The experiment also raised questions for regulators to consider. In a particular section of the regulation, the AI returned an accuracy score of only 65 per cent. "Not great, not great at all," King-Jayawardana said.

Further investigation found a likely reason – a specific line in the regulation referred to a 'member state of the EU'. 

"As a compliance officer you would understand the context, we know that though it doesn't necessarily say it, it means a financial institution. We're still a member of the EU so this will fall on us – it's not going to fall on the UK government," King-Jayawardana said. "But an algorithm, it says well CBA is not technically a member state of the EU."

In that case, arguably the regulation is "a bit vague" King-Jayawardana said. "If the [regulator's] end vision is to create machine readable regulation, lets make sure we don't write it like that because a human being can spot that but an algorithm can't."

The Australian government is already backing research into improving the readability of regulation, with CSIRO's Data61 working on pilots to present text-based rules as APIs.

Last year the Australian Securities and Investments Commission (ASIC) established an innovation hub to improve engagement with the regtech industry, an area it says has "enormous potential". In February the commission issued tenders for pilots that apply natural language processing to 'regulatory problems'.

The UK's FCA is currently seeking industry input on 'machine executable regulation' and how "technology could make it easier for firms to meet their regulatory reporting requirements and improve the quality of information they provide".

"By working together, we can share best practice in due diligence, experimentation costs, business knowledge and resources – ultimately driving great outcomes for all parties,” King-Jayawardana said.

The cost of compliance for Australian businesses is high and rising. Deloitte Access Economics estimates that federal, state and local government rules and regulations cost $27 billion a year to administer, and $67 billion a year to comply with. According to KPMG, the big Australian banks spent between $350 million and $450 million on regulation and compliance each year. More regulation of the finance industry could be recommended by the ongoing Royal Commission into Banking.

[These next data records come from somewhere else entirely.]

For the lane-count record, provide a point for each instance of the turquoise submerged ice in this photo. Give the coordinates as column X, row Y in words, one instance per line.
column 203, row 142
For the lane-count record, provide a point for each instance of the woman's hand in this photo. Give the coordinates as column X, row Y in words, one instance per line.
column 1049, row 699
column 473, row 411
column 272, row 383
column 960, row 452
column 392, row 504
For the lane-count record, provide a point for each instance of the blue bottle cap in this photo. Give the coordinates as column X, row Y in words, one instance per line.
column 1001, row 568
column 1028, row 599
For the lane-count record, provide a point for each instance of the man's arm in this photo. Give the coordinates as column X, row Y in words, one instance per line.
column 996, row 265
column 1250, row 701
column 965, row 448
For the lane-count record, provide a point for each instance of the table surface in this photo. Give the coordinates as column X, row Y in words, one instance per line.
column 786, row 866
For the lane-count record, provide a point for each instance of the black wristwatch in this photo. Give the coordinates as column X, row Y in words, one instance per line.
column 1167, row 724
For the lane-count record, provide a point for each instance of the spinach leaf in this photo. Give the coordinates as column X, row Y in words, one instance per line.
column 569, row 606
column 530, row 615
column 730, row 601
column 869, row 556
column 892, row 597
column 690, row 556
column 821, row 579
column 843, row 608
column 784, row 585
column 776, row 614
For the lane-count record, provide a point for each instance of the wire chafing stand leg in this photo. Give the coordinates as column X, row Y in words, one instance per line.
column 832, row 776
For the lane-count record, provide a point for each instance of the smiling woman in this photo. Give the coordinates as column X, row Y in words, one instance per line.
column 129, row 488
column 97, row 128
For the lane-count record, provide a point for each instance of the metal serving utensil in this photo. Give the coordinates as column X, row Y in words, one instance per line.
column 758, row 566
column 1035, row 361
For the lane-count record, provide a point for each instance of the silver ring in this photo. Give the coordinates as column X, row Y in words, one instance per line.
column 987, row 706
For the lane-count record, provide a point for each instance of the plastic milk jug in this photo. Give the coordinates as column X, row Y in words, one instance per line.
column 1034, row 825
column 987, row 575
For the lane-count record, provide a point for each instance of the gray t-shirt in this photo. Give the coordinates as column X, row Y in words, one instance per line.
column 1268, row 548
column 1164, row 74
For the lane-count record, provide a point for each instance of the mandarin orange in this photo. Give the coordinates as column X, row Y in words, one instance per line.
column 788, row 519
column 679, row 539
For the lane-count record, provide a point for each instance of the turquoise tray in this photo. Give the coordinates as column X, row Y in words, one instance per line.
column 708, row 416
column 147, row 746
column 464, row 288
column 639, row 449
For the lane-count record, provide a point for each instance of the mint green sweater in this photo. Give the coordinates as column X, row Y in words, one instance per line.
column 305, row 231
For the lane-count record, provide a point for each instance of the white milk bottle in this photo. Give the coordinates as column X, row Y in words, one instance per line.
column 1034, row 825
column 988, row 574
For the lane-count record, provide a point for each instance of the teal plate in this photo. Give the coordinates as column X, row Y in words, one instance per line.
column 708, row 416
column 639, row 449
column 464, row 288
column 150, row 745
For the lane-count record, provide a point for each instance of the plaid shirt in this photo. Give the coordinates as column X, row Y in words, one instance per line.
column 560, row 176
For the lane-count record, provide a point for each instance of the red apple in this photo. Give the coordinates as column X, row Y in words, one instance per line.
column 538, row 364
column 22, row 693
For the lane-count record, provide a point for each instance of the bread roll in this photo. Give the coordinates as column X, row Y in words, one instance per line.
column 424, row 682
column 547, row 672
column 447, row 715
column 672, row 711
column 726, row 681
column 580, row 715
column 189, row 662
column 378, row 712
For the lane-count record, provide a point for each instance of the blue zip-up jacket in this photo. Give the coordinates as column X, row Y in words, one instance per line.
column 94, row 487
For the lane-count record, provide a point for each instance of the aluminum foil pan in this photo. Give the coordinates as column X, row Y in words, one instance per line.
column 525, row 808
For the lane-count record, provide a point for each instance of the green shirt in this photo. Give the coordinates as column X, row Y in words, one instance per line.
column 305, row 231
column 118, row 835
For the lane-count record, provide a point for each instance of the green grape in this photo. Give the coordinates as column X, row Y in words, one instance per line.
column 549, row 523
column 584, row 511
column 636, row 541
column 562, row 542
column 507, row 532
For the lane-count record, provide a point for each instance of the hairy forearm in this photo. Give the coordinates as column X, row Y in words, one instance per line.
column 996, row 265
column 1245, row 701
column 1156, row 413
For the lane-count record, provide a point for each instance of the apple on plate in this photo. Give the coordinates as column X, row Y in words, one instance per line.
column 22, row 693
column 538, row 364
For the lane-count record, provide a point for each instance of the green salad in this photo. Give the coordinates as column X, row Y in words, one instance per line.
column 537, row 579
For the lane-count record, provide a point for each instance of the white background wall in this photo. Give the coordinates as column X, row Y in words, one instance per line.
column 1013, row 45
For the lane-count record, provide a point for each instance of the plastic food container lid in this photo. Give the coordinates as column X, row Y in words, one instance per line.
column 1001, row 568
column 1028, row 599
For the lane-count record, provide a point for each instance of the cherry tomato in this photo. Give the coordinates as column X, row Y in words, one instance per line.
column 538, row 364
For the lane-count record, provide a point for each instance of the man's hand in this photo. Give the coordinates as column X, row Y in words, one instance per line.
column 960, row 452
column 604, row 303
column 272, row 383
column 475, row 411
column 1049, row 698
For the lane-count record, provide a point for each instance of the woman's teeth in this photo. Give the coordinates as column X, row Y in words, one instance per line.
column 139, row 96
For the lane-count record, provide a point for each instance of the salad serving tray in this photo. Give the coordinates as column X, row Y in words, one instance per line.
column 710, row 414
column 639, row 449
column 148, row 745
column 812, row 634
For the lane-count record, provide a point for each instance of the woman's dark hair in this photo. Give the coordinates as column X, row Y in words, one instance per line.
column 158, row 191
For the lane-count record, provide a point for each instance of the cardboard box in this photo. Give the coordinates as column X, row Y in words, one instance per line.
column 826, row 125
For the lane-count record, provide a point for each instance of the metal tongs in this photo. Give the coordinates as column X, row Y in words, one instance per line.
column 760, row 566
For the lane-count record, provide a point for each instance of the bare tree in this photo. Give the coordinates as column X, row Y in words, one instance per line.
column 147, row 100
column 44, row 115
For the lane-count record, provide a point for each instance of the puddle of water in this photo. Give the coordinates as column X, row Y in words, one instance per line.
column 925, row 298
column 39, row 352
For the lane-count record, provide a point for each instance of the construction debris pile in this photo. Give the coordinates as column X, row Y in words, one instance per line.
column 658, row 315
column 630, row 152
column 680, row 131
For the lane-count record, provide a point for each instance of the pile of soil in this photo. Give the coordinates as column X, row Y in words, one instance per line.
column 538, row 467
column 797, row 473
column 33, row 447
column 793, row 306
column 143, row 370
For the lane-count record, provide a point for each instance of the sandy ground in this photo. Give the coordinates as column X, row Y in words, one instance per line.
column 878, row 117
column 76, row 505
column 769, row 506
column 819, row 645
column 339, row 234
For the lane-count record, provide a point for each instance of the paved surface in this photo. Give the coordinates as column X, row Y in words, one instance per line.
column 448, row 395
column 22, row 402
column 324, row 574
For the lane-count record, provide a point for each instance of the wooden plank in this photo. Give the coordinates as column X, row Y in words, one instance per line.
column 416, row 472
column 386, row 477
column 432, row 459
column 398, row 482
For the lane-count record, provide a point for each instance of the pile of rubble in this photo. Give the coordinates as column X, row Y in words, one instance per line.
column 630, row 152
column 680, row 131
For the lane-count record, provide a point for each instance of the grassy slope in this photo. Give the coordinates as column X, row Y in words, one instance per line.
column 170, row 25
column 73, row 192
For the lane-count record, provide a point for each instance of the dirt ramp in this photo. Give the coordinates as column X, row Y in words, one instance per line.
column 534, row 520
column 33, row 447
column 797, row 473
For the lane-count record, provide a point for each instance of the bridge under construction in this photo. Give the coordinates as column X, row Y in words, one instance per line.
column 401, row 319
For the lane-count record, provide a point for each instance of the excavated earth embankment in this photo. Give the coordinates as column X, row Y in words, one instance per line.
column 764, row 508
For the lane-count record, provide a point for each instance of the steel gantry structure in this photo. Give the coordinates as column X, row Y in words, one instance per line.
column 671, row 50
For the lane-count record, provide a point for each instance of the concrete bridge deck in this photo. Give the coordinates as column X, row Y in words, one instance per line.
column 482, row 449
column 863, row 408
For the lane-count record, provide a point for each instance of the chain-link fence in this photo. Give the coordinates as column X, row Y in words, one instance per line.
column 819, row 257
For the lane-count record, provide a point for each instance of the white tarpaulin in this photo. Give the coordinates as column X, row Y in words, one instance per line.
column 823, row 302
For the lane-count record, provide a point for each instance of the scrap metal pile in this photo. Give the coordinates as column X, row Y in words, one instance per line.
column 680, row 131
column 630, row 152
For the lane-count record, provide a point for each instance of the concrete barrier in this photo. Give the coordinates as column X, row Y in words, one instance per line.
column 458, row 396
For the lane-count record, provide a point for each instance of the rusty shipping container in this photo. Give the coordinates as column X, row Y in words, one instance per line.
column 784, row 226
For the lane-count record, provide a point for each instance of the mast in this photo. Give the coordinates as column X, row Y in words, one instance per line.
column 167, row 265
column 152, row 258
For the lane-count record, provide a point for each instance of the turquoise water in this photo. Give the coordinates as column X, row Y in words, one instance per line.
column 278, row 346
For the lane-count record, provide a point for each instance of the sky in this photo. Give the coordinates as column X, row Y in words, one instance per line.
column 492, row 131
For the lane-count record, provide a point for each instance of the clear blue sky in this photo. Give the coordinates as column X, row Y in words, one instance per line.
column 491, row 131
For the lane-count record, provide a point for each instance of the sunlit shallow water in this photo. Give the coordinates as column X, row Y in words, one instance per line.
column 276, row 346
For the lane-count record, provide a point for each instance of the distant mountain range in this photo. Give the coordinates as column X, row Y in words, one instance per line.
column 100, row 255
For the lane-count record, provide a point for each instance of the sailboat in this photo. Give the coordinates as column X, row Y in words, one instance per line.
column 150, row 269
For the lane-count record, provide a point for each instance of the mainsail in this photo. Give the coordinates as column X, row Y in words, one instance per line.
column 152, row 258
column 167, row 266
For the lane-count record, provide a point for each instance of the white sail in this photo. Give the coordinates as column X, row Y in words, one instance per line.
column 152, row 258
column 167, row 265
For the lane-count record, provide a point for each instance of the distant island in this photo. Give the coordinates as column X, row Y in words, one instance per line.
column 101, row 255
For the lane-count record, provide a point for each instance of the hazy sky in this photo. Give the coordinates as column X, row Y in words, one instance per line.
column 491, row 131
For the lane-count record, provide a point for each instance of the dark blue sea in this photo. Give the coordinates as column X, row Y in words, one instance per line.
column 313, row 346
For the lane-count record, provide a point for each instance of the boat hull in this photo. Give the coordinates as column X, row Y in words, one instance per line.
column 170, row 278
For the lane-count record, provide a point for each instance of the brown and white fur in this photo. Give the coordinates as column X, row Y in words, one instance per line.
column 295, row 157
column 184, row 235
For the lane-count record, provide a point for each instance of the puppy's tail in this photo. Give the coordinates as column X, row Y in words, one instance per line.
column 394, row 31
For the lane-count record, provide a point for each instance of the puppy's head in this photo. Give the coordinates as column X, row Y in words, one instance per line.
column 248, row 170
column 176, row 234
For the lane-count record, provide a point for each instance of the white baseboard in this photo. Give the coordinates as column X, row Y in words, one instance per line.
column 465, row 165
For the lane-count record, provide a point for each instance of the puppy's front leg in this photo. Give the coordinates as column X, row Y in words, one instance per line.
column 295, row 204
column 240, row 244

There's also the significant cost of non-compliance. CBA in February earmarked $375 million to pay for penalties arising from legal action launched against it by AUSTRAC, Australia’s anti-money-laundering watchdog.

Big steps

CBA established its London innovation lab in 2017. King-Jayawardana shared the details of two other regtech pilots that are underway. The first involved startup Bloomsbury AI, using its technology to create chatbots from internal rules text. The work resulted in a conversational interface to answer questions around a company gifts and entertainment policy.

Another pilot, done in collaboration with an unnamed startup, used AI to analyse unstructured text from regulators such as speeches and guidance notes, to try and determine future regulatory trends.

"It sounds good in theory but that was a bit of a failed experiment for us. We thought if its unstructured guidance notes, can you understand trends? But there's not enough training data. It's difficult to know this set of material had this impact. It's difficult to train that, while it all looked good in theory it just didn't work," King-Jayawardana said.

Despite some promising initial results, CBA has a “proceed with caution” approach to regtech.

"The reality is I don't think in certain critical areas we would ever go towards no human intervention or oversight, and the same could be said about no external legal oversight," King-Jayawardana said.

"For all organisations, to go from 'we work with a law firm that we know about' to 'now we work with a technology solution that we've run a few experiments on and are fairly comfortable is accurate' – is a big step."